An ongoing text like this can use something to track its changes; this seems like a good place to start.

This webpage has been up for about five years, but I’ve started to get a little less shy about sharing links as it fills in. The intro describes what this text is, but a few other notes don’t fit in there so well.

First: This is maintained primarily as a set of R Markdown files. Historically, I’ve served those through Yihui Xie’s generally strong Bookdown package. But as I start to fit in some Python and Javascript code and generally do more complicated things involving specific parts, that’s gotten a bit more difficult. And the compile times for Bookdown have gotten excrutiating, to the point where I didn’t upload the last week’s outline from the 2021 iteration of this course largely because fixing all the compile-time errors would have been too much.

So I’m switching it over to Svelte-kit, with Tailwind CSS for the styling. This is appealing because it makes it possible to define specific routes for something like a particular chapter in a particular language.

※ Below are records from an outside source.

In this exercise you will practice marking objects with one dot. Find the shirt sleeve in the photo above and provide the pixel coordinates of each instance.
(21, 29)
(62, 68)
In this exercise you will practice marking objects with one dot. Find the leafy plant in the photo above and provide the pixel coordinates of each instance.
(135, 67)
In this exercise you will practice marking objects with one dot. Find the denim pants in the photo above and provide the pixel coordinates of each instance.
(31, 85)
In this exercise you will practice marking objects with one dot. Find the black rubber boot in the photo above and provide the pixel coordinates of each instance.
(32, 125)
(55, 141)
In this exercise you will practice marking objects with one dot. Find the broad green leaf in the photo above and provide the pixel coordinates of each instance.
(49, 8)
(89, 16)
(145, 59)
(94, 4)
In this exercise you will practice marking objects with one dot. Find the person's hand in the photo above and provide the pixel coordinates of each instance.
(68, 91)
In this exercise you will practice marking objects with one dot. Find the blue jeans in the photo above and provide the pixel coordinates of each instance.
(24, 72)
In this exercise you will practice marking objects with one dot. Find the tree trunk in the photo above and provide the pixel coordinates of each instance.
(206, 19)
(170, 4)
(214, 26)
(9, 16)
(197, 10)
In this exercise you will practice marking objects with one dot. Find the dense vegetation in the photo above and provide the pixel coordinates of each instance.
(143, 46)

The behind the scenes rendering keeps using some quite powerful pandoc filters I’ve used before. One of the points of this book is that programming language allow you to take part in powerful formal languages, like the grammar of graphics for visualization or regular expressions for strings. What pandoc offers is the best expressive grammar I know of for describing the constituent parts of a document. I’ve used lesser markdown parsers in the past, but never again.

Rather than build pages on this site from markdown or HTML, I render them directly from pandoc’s JSON-formatted AST. I’ve gotten so nuts, in fact, that a portion of this texts code-base has already spun off into its own package, called pandoc-svelte-components. This gives a rich way to customize svelte’s behavior anywhere inside the pandoc AST.

For the R parts, I’m still using Xie’s knitr package to do the heavy lifting, and still using R Markdown as the composition format for all languages. This means that the Python parts, even where they’re filled in, are not getting battle tested with each build. In the past I used some python book function to create things as jupyter notebook books: I think I’ll stick with the same styling here, but pandoc will make it easy to export anything as an IPython notebook.

The arquero parts are a little less fleshed out, in part because they’re so much more exciting. I’d like to be able to somehow host these notebooks on Observable, but that seems to be impossible for the time being.